Le financement de l'ensemble du système s'effectuera donc selon une trajectoire définie par le Parlement et le gouvernement. C'est à ce niveau étatique que sera déterminée une valeur du point évolutive. On est loin du principe fondateur de gestion de la sécurité sociale par ceux-là même à qui elle appartient, à savoir l'ensemble des travailleurs.

Cette réforme ainsi que leur mise en oeuvre ne seront pas plus simples que ce qui existe actuellement. Par contre elle s'inscrit dans une volonté d'un changement de société peu favorable à tous ceux qui créent les richesses c'est-à-dire les salariés, les artisans, les agents publics. Elles visent particulièremt ces derniers, les fonctionnaires territoriaux, les enseignants...dont les retraites seront désormais calculés sur la moyenne des traitements et non plus sur les six derniers mois.

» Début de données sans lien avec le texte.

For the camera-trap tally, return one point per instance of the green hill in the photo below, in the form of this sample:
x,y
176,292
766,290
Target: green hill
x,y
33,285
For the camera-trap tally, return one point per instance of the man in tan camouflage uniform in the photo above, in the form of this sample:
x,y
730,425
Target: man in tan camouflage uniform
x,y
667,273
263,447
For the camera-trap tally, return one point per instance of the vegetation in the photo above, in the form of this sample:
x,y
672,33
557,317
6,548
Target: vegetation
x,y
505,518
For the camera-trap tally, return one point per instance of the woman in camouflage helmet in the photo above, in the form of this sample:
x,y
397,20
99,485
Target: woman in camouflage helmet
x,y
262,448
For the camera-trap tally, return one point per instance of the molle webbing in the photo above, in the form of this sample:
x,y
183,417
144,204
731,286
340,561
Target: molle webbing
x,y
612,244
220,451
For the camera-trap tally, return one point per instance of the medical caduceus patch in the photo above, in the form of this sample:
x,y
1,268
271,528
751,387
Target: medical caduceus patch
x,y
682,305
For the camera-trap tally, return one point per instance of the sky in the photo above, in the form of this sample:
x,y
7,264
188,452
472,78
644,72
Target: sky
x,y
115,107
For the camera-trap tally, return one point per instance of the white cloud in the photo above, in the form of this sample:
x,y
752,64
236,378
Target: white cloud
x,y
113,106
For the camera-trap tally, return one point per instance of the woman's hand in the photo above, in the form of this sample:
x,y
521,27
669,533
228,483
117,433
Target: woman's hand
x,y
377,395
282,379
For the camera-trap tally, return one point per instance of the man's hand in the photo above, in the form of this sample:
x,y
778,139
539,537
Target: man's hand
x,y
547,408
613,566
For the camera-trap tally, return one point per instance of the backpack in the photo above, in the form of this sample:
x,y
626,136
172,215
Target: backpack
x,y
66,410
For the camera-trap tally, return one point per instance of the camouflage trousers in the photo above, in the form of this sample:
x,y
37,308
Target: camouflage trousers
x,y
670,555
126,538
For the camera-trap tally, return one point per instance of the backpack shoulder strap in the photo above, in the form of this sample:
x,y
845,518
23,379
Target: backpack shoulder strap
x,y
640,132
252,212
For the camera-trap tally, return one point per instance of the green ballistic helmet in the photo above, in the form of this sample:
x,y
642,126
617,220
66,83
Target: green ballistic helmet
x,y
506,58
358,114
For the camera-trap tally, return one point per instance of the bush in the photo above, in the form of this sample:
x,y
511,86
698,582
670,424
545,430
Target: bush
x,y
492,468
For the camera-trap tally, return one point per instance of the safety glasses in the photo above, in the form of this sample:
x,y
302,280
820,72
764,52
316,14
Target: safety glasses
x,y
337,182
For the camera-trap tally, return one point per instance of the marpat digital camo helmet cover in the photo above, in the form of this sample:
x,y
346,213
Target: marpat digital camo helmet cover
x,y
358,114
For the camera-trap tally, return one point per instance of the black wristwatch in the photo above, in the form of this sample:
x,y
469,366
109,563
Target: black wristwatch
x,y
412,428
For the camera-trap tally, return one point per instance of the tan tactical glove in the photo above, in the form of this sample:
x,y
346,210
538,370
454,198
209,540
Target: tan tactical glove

Cette réforme se révèle avant tout politicienne, elle vise à diviser les gens entre eux, en insistant sur l'inégalité supposée et mensongère qui serait induite par les "régimes spéciaux". Or ces régimes ne sont que le fruit d'une histoire des métiers et des professions. Dans le nouveau régime il n'est pas sûr que soient respectées ces exigences et ces spécificités, qui tiennent compte par exemple de la pénibilité. 

La sécurité sociale, issue de la Libération, et dont les systèmes de retraite font partie, doit rester l'affaire et la propriété de tous les citoyens et non un prétexte ou une raison de division de la société. 
Selon la CGT une augmentation des salaires de 3,5% suffirait à maintenir l’équilibre d'un système qui par ailleurs souffre des exonération des cotisations sociales, exonérations injustifiées auxquelles il faudra bien mettre fin.
Cet équilibre sera conforté si enfin est réellement instauré une égalité de salaire entre les hommes et les femmes.
Pourtant les solutions sont à portée de main comme par exemple la création, c'est que la CGT propose notamment, "d'une contribution sociale sur les revenus financiers distribués par les entreprises, à un taux équivalent aux cotisations employeurs sur les salaires", contribution qui pourrait rapporter trente milliards d'euros
Une lutte véritable et déterminée contre l’évasion fiscale et sociale pourraient par ailleurs abondé le système de plusieurs dizaines de milliards d’Euros.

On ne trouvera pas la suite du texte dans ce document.